ML Governance / Data Catalog survey, 2026-05-29, NuClide Research

Survey type: new-category population survey. Data catalogs, ML metadata stores, lineage trackers. Pre-survey intel: data/platform-intel/ml-governance-osint-2026-05-27.md.

Summary

Nine dorks. Six platforms. The category is well-secured at population scale, and that is the finding. The auth-on platforms run patched versions. The auth-off platforms are either Shodan-dark or empty demos. One unauthenticated Marquez server confirmed, and it held no production data.

DCWF KSAT coverage

Auto-derived from DCWF AI work-role rule files (ksat-tag).

672 (AI Test & Evaluation Specialist): K7003, K7004, K7044, S7068, S7070, S7075, T5904, T5919
733 (AI Risk & Ethics Specialist): K7040, K7051, S7067, T5854, T5893
overlap (Common AI KSATs (all 5 roles)): K108, K1158, K1159, K22, K6311, K6900, K6935, K7003, K942

This is the auth-on-default thesis confirmed by its secure branch. Voice-AI (cat-17, same day) shipped auth-off and bled. ML governance ships auth-on at the catalog tier, operators patch, and the population holds. The shipping default is load-bearing in both directions.

Stage 0, Discover

Platform	Dork	Total	Verdict
OpenMetadata	`http.title:"OpenMetadata" port:8585`	56	clean, all real
DataHub	`http.title:"DataHub" port:9002`	27	clean frontends
Apache Atlas	`port:21000 http.title:"Atlas"` + 2 variants	0	Shodan-dark
CKAN	`http.html:"ckan" port:5000`	53	gov open-data, reads open by design
Marquez	`http.title:"Marquez"`	50	~50% real, surname collisions

Atlas returned zero across three variants (title, api/atlas/v2 path, "Apache Atlas"). Atlas lives in Cloudera and Hortonworks deployments on internal networks, not public tier-2 cloud. The variant space is exhausted. This is a category-tenancy negative, the same shape as NVIDIA Clara on the medical-edge survey.

CKAN’s ckan_version JSON-field dork returned zero because the field lives in the /api/3/action/status_show JSON body, not the crawled HTML. The HTML dork found 53 government open-data portals (Turkish and Indonesian municipalities). CKAN reads are open by design for public data portals, so an open dataset list is not a finding.

Stage 2, Verify

The verification was version-bucketing, and it inverted the headline.

OpenMetadata, the CVSS 9.8 that was not there. CVE-2024-28255 is an auth-bypass scored 9.8, exploited in the wild against Kubernetes clusters for cryptomining. It affects versions below 1.3.1. The dork found 56 OpenMetadata hosts. A survey that stopped at the dork would report 56 exposed catalogs with a 9.8 auth bypass.

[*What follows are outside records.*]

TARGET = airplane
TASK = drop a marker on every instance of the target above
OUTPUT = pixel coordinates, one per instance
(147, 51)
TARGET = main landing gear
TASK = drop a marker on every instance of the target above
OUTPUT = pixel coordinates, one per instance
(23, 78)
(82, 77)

The version endpoint settled it. GET /api/v1/system/version is unauthenticated by design and returns the version string. Ten of ten sampled hosts ran 1.10.5 through 1.12.6. Every one is years past 1.3.1. None carry the bypass. The catalog data endpoint confirmed the lock: GET /api/v1/tables returned 401 on every host tested. The version string leaks, which is information disclosure at the INFO tier. The data estate behind it is closed.

DataHub, the backend that was not exposed. DataHub’s GMS service on port 8080 is authentication-off by default and is the high-value surface. Ten of ten sampled hosts refused the connection on 8080. Only the frontend on 9002 faces the internet, behind its login. The auth-off surface exists in the software and was not deployed to the public internet on any sampled host. One host, 3.30.235.161, sits on AWS us-gov-west-1, frontend only.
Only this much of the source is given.